英文:
Go CountBits exercise: n strings slices performing a lot better than log2n math package calls
问题
我正在尝试解决一个练习,其中需要计算任意数字的'1'位数。我想出了4个主要的思路:
- 创建一个递归函数countBitsString,在每次迭代中,它获取对应于二进制数的字符串,并删除第一个字符。如果这个字符是'1',则增加一个计数器并继续。
- 与上述相同,但是使用指向该字符串的指针而不是值(TODO)。
- 使用对数逻辑来理解这个数字中有多少个2的幂,对于每个幂,我们有一个'1'位,所以增加计数器。如果数字是奇数,则再增加一个(countBitsSmart)。
- 使用二进制逻辑来检查位,然后左移(TODO)。
现在,这是我的当前代码和结果:
package main
import (
"fmt"
"strconv"
"math/rand"
"math"
"time"
)
/*
* implement a function that counts the number of set of bits in binary representation
* Complete the 'countBits' function below.
* The function is expected to return an int32.
* The function accepts unit32 num as parameter.
*/
func countBitsString(num uint32) int32 {
num_64 := int64(num)
num_2 := strconv.FormatInt(num_64, 2)
_, counter := recursiveCount(num_2, 0)
return counter
}
func recursiveCount(s string, counter int32) (string, int32) {
if len(s) < 1 {
return "", counter
}
if s[:1] == "1" {
counter+=1
}
//fmt.Printf("Current counter: %d\n", counter)
//fmt.Printf("Current char %s\n", s[:1])
return recursiveCount(s[1:], counter)
}
func countBitsBinary(num uint32) int32 {
fmt.Println("TODO")
// convert uint23 in binary form
// for binary_number > 0
// if current bit == 1 => counter++
// shift left binary_number
return 0
}
func countBitsSmart(num uint32) int32{
var upBits int32
var highestPower uint32 = math.MaxUint32
if num % 2 >0 {
upBits+=1
// fmt.Printf("\tUP bits = %d\n", upBits)
}
for ; (num > 2 && highestPower > 1); upBits++ {
highestPower = uint32(math.Log2(float64(num)))

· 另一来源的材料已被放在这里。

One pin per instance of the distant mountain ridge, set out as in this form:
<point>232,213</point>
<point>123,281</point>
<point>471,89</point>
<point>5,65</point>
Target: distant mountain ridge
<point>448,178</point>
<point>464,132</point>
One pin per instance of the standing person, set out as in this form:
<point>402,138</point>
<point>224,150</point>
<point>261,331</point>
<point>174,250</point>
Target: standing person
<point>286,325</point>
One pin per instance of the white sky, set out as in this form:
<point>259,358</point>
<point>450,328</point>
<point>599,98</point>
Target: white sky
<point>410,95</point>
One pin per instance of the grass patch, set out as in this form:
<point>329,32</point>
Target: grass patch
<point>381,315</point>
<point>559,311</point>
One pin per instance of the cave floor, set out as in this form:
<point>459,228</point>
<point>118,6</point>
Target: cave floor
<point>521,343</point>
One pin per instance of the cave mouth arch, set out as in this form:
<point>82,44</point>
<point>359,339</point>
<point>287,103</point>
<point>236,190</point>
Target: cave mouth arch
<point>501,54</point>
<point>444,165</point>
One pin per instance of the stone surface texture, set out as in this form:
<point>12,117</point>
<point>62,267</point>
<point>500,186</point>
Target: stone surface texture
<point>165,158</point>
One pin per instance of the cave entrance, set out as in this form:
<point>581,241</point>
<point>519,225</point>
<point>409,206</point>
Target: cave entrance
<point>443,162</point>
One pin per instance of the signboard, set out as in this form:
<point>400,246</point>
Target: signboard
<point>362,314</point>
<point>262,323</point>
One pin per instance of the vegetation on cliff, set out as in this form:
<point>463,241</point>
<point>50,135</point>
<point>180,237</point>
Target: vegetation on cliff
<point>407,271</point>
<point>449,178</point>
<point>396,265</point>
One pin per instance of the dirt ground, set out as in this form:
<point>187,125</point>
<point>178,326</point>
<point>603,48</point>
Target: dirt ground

num = num - uint32(math.Pow(2, float64(highestPower)))
// fmt.Printf("\tlog2 = %d\n", highestPower)
// fmt.Printf("\tnum %d rest %d\n", num, num%2)
// fmt.Printf("\tUP bits = %d\n", upBits)
}
return upBits
}
// Profiling with execution time and calling
func invoker(numInput []uint32, funcName string, countFunc func(num uint32) int32) {
fmt.Println("\n=========================================================")
start := time.Now()
for _, numTemp := range numInput{
// fmt.Printf("> Number: %d (%s)\tUp bits: %d\n", numTemp, strconv.FormatInt(int64(numTemp), 2), countFunc( uint32(numTemp) ))
countFunc( uint32(numTemp))
}
fmt.Printf("Time elapsed for %v func= %vs", funcName, time.Since(start))
}
func main() {
const testSize = 10000000
var numInput = make([]uint32, testSize)
for i:=0; i<testSize; i++ {
numInput[i] = uint32(rand.Intn(500))
}
fmt.Printf("\n Test size = %d\n", testSize)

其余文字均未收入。